A. La justification du cumul des sanctions par son caractère dissuasif
La Cour a reconnu qu’une sanction doit être apte à atteindre l’objectif poursuivi et ne pas aller au-delà de ce qui est nécessaire. En l’espèce, la législation nationale prévoit une amende et une suspension de licence. La Cour a pris en compte l’argument selon lequel « des considérations économiques ont amené les revendeurs de produits du tabac à prendre le risque d’être sanctionnés ». Elle en a déduit qu’un système prévoyant, en plus de l’amende, la suspension de la licence « peut fortement affaiblir, voire éliminer, les considérations économiques susceptibles d’amener des revendeurs de produits du tabac à vendre des produits du tabac aux mineurs ». Le cumul apparaît ainsi comme une mesure appropriée pour assurer un effet réellement dissuasif et atteindre l’objectif de réduction du tabagisme chez les jeunes.
B. La prépondérance de la protection de la santé sur les intérêts économiques
La Cour a ensuite mis en balance les inconvénients de la mesure pour l’opérateur économique avec l’importance de l’objectif de santé publique.
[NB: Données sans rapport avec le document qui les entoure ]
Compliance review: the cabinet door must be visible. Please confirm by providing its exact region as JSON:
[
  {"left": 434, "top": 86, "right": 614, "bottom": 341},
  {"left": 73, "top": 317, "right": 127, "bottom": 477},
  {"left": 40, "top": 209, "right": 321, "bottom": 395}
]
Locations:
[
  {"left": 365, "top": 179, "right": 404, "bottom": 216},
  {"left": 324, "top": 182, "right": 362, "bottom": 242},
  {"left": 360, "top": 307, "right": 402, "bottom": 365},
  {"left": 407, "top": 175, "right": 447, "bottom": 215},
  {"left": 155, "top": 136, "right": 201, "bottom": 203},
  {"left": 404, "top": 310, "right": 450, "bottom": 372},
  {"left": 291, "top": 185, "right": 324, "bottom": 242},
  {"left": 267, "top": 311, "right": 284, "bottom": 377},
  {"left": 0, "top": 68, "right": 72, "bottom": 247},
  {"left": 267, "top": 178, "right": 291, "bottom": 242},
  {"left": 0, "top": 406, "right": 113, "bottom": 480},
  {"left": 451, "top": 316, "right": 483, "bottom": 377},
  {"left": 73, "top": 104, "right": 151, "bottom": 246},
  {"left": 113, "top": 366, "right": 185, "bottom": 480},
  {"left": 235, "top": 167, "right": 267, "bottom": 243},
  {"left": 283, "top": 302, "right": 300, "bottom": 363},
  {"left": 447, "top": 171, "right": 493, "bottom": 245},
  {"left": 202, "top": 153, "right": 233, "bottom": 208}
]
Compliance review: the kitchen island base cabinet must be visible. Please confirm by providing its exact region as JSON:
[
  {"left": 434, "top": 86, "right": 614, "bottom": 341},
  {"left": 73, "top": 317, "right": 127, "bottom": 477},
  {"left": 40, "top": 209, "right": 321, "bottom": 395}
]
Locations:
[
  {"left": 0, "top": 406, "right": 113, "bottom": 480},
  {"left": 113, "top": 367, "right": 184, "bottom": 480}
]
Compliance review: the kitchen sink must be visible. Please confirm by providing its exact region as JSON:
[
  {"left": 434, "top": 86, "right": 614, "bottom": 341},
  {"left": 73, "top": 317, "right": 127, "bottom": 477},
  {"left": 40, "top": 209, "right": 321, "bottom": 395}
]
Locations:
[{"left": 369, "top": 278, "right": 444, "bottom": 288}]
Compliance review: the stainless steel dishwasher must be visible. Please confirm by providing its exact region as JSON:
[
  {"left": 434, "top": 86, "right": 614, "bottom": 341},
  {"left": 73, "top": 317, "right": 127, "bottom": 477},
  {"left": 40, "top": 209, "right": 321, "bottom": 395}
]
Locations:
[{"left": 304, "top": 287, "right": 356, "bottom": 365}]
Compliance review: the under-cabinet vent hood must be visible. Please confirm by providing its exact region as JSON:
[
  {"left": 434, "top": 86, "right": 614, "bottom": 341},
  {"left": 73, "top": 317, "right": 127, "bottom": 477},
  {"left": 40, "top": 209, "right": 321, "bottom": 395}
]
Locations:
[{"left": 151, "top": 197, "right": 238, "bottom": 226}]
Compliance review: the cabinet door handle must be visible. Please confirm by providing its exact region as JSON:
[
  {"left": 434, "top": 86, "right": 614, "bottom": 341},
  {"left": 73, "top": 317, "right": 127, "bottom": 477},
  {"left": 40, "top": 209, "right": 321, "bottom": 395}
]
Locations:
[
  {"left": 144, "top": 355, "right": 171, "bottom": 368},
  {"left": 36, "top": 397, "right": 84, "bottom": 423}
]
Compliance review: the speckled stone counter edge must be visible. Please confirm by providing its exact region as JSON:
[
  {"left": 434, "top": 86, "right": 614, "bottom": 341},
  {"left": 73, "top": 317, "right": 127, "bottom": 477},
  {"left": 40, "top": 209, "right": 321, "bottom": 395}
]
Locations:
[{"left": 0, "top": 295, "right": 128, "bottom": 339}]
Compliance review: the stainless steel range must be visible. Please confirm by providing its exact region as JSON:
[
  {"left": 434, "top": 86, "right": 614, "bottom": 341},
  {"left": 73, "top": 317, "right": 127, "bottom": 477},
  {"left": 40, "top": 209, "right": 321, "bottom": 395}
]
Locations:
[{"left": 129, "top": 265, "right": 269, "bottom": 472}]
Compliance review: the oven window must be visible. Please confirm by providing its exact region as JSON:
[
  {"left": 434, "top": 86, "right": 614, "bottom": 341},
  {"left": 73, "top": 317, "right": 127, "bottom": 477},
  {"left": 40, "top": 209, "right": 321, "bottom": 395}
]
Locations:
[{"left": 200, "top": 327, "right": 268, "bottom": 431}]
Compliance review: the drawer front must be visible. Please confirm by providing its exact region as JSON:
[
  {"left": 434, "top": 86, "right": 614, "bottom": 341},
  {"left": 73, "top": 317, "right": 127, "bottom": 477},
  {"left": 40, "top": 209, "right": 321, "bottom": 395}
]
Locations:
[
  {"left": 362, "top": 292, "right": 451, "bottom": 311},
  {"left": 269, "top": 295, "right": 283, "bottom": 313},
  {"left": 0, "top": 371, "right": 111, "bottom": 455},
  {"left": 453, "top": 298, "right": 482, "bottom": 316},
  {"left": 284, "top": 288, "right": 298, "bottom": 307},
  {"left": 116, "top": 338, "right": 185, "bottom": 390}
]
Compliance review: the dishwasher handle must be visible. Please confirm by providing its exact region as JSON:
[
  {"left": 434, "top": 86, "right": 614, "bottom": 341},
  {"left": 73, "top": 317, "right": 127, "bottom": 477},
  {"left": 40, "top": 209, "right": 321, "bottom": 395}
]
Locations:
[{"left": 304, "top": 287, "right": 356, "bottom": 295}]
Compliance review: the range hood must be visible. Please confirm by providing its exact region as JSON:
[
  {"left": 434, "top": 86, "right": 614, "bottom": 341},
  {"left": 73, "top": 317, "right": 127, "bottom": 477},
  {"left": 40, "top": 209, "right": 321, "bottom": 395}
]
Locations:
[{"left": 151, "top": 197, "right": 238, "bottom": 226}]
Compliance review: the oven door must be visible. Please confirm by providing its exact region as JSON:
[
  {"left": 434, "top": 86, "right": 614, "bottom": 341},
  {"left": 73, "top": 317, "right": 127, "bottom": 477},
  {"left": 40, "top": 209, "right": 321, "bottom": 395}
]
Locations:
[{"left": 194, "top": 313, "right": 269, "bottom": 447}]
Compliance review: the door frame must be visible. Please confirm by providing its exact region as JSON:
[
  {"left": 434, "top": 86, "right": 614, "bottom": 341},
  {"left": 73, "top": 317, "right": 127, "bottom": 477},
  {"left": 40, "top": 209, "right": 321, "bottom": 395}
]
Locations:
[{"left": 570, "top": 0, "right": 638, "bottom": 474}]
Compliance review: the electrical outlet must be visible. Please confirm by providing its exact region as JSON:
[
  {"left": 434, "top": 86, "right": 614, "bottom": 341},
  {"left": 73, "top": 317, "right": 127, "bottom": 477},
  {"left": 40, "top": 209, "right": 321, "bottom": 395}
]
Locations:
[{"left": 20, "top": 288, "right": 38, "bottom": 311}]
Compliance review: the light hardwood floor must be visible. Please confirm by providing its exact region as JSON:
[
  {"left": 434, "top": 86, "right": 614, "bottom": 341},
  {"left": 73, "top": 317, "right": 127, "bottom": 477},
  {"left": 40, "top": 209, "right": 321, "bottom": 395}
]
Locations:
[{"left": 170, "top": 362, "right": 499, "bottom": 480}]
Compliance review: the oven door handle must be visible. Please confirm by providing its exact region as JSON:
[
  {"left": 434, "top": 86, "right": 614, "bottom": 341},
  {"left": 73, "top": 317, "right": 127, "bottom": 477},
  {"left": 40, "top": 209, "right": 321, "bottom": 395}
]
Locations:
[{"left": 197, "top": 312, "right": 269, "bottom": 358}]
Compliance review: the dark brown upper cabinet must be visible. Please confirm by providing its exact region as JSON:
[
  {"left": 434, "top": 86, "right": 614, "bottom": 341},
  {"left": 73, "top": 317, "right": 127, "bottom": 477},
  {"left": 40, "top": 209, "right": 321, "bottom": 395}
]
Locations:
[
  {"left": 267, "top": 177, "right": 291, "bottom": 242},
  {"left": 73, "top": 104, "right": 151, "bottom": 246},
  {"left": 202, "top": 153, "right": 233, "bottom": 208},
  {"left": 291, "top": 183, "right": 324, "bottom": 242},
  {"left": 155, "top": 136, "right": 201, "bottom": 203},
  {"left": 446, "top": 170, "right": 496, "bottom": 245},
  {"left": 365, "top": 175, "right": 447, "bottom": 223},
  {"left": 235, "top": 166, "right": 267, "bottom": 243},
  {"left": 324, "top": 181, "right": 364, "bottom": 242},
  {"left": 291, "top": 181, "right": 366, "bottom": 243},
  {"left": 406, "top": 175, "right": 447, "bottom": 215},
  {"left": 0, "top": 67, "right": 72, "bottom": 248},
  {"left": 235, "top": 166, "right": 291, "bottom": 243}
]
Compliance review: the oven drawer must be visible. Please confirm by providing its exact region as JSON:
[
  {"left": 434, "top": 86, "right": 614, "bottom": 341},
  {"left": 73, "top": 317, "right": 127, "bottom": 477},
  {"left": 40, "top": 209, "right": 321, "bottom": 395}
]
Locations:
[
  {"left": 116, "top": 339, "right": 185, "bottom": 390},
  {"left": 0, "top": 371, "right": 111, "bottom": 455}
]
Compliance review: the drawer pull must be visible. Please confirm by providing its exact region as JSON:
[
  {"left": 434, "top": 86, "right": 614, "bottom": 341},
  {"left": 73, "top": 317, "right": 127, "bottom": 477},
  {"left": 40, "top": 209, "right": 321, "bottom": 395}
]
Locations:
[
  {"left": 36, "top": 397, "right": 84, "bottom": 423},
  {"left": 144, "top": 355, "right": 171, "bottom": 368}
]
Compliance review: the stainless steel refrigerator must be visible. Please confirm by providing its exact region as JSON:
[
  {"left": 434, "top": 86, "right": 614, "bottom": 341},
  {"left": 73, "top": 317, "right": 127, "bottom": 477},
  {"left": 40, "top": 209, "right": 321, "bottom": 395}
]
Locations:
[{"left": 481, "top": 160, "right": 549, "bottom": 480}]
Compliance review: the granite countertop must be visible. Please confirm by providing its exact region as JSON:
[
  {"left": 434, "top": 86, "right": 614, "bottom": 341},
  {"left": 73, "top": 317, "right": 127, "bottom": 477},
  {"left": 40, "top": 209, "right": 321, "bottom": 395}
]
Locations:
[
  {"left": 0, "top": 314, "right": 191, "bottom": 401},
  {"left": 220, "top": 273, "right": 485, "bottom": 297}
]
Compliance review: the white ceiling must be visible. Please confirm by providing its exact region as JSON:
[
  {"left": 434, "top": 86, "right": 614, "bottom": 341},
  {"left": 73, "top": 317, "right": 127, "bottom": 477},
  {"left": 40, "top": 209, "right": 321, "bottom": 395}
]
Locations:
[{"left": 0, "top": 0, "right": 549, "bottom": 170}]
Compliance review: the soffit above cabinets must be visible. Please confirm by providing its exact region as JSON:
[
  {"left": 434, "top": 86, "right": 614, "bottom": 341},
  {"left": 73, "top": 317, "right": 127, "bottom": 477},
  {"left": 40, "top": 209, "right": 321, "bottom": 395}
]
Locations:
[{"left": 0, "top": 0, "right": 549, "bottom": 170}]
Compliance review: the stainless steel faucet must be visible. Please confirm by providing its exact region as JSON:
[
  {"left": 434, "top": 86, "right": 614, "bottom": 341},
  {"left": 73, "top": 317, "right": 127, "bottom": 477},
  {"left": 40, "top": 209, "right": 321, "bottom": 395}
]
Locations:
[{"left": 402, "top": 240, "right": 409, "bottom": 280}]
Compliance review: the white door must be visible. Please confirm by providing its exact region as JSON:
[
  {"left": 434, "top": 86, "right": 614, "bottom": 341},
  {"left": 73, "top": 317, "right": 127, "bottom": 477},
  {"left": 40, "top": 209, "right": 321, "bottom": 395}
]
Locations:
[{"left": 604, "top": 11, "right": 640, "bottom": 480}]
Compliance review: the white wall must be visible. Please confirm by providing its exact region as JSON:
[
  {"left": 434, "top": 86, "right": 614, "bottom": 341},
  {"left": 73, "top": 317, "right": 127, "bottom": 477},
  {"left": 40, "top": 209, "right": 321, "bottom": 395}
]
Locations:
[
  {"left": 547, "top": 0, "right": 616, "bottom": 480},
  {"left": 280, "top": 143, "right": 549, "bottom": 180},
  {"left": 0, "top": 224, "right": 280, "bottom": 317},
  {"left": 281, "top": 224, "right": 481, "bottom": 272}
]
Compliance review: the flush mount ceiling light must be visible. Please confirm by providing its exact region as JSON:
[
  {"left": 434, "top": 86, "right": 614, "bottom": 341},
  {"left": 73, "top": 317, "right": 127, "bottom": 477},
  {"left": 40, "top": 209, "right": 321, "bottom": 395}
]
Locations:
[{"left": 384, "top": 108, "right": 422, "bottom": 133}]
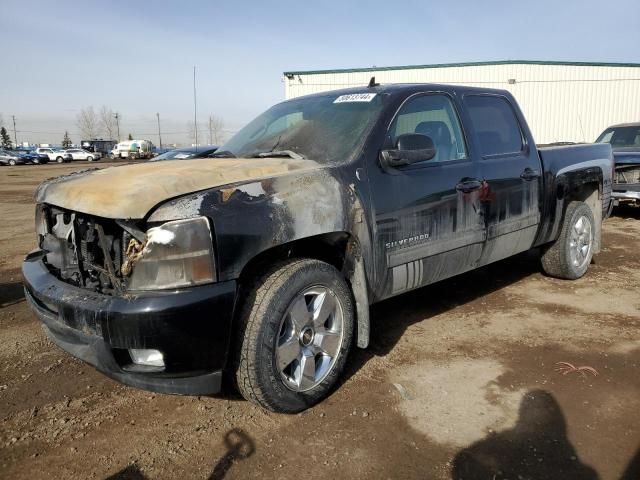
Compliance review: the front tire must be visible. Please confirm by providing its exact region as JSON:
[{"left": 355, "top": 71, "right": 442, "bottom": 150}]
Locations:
[
  {"left": 234, "top": 259, "right": 354, "bottom": 413},
  {"left": 541, "top": 202, "right": 596, "bottom": 280}
]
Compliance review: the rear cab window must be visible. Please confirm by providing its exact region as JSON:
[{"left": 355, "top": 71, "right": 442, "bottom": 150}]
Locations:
[{"left": 464, "top": 95, "right": 524, "bottom": 157}]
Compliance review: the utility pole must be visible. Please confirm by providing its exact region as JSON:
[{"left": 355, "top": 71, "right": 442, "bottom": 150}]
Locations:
[
  {"left": 114, "top": 112, "right": 120, "bottom": 142},
  {"left": 156, "top": 113, "right": 162, "bottom": 148},
  {"left": 193, "top": 65, "right": 198, "bottom": 147},
  {"left": 11, "top": 115, "right": 18, "bottom": 148}
]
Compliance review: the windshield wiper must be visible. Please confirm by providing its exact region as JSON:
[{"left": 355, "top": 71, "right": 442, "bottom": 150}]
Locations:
[
  {"left": 248, "top": 150, "right": 307, "bottom": 160},
  {"left": 209, "top": 150, "right": 236, "bottom": 158}
]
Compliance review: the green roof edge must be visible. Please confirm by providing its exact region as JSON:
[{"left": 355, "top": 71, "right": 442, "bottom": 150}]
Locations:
[{"left": 283, "top": 60, "right": 640, "bottom": 76}]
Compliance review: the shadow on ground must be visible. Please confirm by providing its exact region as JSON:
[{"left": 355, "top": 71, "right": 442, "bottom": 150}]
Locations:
[
  {"left": 0, "top": 282, "right": 24, "bottom": 307},
  {"left": 451, "top": 390, "right": 599, "bottom": 480},
  {"left": 611, "top": 205, "right": 640, "bottom": 220},
  {"left": 105, "top": 428, "right": 256, "bottom": 480}
]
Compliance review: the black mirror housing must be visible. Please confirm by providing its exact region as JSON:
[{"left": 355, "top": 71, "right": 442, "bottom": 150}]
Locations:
[{"left": 380, "top": 133, "right": 436, "bottom": 167}]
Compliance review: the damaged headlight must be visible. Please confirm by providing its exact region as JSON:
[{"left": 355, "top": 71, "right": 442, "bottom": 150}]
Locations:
[{"left": 123, "top": 217, "right": 216, "bottom": 290}]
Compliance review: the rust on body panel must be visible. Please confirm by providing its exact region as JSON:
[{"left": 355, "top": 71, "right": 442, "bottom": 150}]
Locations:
[{"left": 35, "top": 158, "right": 321, "bottom": 219}]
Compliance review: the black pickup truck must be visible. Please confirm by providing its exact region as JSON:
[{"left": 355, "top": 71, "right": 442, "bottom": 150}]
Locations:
[{"left": 23, "top": 82, "right": 613, "bottom": 412}]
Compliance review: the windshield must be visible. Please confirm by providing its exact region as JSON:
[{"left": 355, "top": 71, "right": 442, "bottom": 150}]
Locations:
[
  {"left": 219, "top": 92, "right": 386, "bottom": 163},
  {"left": 152, "top": 150, "right": 197, "bottom": 161},
  {"left": 596, "top": 125, "right": 640, "bottom": 150}
]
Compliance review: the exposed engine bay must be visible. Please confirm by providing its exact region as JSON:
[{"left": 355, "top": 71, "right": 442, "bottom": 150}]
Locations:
[{"left": 36, "top": 204, "right": 144, "bottom": 294}]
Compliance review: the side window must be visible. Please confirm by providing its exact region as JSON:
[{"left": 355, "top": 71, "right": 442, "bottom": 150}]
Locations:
[
  {"left": 464, "top": 95, "right": 522, "bottom": 156},
  {"left": 389, "top": 95, "right": 467, "bottom": 163}
]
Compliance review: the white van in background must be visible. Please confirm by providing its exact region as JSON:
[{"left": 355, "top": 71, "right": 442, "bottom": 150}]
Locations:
[{"left": 109, "top": 140, "right": 153, "bottom": 160}]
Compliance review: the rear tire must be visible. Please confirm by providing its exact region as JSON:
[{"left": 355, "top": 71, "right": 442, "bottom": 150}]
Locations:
[
  {"left": 234, "top": 259, "right": 354, "bottom": 413},
  {"left": 541, "top": 202, "right": 596, "bottom": 280}
]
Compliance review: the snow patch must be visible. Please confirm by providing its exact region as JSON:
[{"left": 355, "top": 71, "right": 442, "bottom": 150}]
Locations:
[{"left": 147, "top": 227, "right": 176, "bottom": 245}]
Elle a rappelé avec force sa jurisprudence constante selon laquelle « l’objectif de protection de la santé revêt une importance prépondérante par rapport aux intérêts d’ordre économique, l’importance de cet objectif étant susceptible de justifier des conséquences économiques négatives, même d’une ampleur considérable ». Dans ce contexte, une suspension de licence limitée à quinze jours pour une première infraction n’apparaît pas comme une atteinte démesurée au droit d’exercer une activité entrepreneuriale. La Cour a par ailleurs noté que le régime de sanctions prévoit une certaine gradation, puisque l’amende est modulable et la révocation de la licence n’est envisagée qu’en cas de récidive. La mesure contestée, par sa durée limitée et son caractère temporaire, ne dépasse donc pas les limites de ce qui est nécessaire pour protéger la santé humaine.